The soccer tournament is the world's most watched sporting event, and the fact that it comes around only once every four years is probably fortunate for anyone trying to get some work done.

One study suggests the German economy, Europe's largest, loses more than $8 billion in productivity, about 0.27 percent of gross domestic product, during the monthlong tournament.

Some workplaces — particularly government ones — are strictly watching that employees aren't rooting when they should be working.

Many other bosses seem only too happy to allow the World Cup into the workplace — perhaps because they share their subordinates' football obsession. In the Netherlands, whose team will play today in the finals, the entire country's quitting time was unofficially moved forward to 1 p.m. on the Friday of its quarterfinals match with Brazil so fans could watch the game.

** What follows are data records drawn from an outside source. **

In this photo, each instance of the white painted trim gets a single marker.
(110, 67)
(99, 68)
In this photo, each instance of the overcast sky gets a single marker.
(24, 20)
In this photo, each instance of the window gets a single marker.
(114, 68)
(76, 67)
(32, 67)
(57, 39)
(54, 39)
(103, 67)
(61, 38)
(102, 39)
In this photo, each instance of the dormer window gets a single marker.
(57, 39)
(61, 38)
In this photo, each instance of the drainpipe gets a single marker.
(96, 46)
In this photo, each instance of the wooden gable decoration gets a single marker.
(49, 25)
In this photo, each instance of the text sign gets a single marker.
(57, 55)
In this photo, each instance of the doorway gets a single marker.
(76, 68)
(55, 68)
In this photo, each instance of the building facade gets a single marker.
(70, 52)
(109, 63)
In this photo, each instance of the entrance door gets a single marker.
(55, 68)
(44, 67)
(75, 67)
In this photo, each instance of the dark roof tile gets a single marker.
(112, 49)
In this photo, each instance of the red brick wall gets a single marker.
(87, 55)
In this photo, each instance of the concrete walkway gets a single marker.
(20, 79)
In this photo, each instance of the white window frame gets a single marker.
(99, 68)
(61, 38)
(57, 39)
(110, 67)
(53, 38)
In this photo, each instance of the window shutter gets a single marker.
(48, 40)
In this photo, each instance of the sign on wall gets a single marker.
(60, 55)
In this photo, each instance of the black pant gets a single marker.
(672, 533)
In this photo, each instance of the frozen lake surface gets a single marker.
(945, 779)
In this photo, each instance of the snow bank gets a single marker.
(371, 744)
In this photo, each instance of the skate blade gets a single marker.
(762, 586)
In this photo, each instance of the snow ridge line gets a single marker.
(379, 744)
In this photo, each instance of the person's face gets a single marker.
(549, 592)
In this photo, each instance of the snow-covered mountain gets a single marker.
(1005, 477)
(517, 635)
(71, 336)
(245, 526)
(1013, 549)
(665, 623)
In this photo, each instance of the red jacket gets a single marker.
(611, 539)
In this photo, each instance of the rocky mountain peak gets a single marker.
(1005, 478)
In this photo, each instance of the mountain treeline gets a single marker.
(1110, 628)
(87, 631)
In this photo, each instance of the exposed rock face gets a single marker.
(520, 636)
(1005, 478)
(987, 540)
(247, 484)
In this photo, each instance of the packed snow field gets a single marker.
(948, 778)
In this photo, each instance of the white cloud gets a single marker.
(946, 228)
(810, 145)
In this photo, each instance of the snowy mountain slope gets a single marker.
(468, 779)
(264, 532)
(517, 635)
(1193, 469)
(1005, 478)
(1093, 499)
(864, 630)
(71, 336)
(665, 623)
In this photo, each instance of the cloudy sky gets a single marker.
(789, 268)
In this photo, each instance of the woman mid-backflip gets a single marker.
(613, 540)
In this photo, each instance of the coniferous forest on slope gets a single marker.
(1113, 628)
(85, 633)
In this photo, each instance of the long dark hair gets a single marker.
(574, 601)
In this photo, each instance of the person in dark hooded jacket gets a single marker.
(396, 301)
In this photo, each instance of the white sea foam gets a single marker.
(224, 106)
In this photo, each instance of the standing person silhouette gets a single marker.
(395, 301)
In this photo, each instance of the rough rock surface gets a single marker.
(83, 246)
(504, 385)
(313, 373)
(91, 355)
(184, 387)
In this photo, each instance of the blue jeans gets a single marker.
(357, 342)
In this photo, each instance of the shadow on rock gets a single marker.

Researchers at Germany's Hohenheim University estimate that the average German will devote 15 minutes of work time daily to the World Cup through the tournament. That includes watching games, checking scores on the Internet and taking part in office betting pools.

The U.S. is not as swept by football fever as the rest of the world, but the time difference with South Africa means all matches are taking place during America's normal work hours.

Nearly 15 million Americans tuned in to ABC for the team's 2-1 loss to Ghana in extra time.

The World Cup is the fourth-biggest "top productivity sapper” in the U.S. The NCAA men's basketball tournament ranked No. 1 and was followed by NFL fantasy football pools and the Super Bowl.